A California law requiring entertainment industry site IMDb.com to hide actors' ages could pave the way for a wide range of other measures that censor truthful information, the Reporters Committee for Freedom of the Press warns in a new court filing.

“If it is constitutional for the government to suppress IMDb’s public site from reporting age information, there will be virtually no limit to the government’s ability to suppress the reporting of many other truthful facts by many other sources -- from websites to magazines to newspapers to individual bloggers,” the group argues in a friend-of-the-court brief filed Tuesday with the 9th Circuit Court of Appeals.

The California law (AB 1687) requires providers of “commercial online entertainment employment" services -- a description that appears to apply only to Amazon's IMDb.com -- to remove information about paying subscribers' ages upon their request.

Supporters -- including the union Screen Actors Guild-American Federation of Television and Radio Artists -- say the measure helps combat illegal age discrimination in Hollywood.

IMDb.com, which sued to invalidate the law, argues that it violates the First Amendment by requiring the removal of information.

U.S. District Court Judge Vince Chhabria in the Northern District of California sided with IMDb and blocked the state from enforcing the measure, ruling that it violates the First Amendment by restricting truthful speech.

The California Attorney General and actors union SAG-AFTRA recently asked the 9th Circuit to reverse Chhabria's ruling and reinstate the law, while IMDb opposed that request.

Siding with IMDb, the Reporters Committee, along with a group of law professors, say the law is unconstitutional.

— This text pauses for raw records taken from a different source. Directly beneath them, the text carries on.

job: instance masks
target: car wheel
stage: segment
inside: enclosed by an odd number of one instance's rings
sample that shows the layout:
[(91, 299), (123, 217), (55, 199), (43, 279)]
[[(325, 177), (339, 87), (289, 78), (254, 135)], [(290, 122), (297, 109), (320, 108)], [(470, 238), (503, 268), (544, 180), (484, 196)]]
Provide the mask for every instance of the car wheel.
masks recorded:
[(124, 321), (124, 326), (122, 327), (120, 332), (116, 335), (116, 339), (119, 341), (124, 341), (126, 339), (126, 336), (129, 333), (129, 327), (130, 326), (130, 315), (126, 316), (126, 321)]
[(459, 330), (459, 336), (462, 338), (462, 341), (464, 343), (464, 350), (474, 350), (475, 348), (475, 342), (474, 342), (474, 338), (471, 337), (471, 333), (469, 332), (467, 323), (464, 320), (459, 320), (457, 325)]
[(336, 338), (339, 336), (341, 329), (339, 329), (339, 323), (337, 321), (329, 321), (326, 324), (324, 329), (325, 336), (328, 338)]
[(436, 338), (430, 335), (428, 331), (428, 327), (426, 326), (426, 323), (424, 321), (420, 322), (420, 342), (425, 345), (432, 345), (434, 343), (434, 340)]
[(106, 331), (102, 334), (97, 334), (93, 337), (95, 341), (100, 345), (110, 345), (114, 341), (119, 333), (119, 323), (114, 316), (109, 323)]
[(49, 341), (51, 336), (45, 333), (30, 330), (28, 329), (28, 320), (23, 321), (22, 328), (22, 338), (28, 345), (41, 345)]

“Media reports of truthful information should be encouraged, not suppressed,” the Reporters Committee and law professors write. “Unless AB 1687 is struck down, there will be virtually no limit to the government’s ability to suppress the reporting of truthful facts by other sources, including the print media.”

They argue it's unconstitutional to censor truthful speech, even if the goal of the censorship is to prevent illegal age discrimination.

“IMDb’s public site should not be prohibited from providing facially innocuous and valuable information from the world, just because the information has the potential to be used wrongly by a few casting directors,” they write. “Truthful facts, like many things, may be wrongly used by some. This does not mean the truth should be withheld from all.”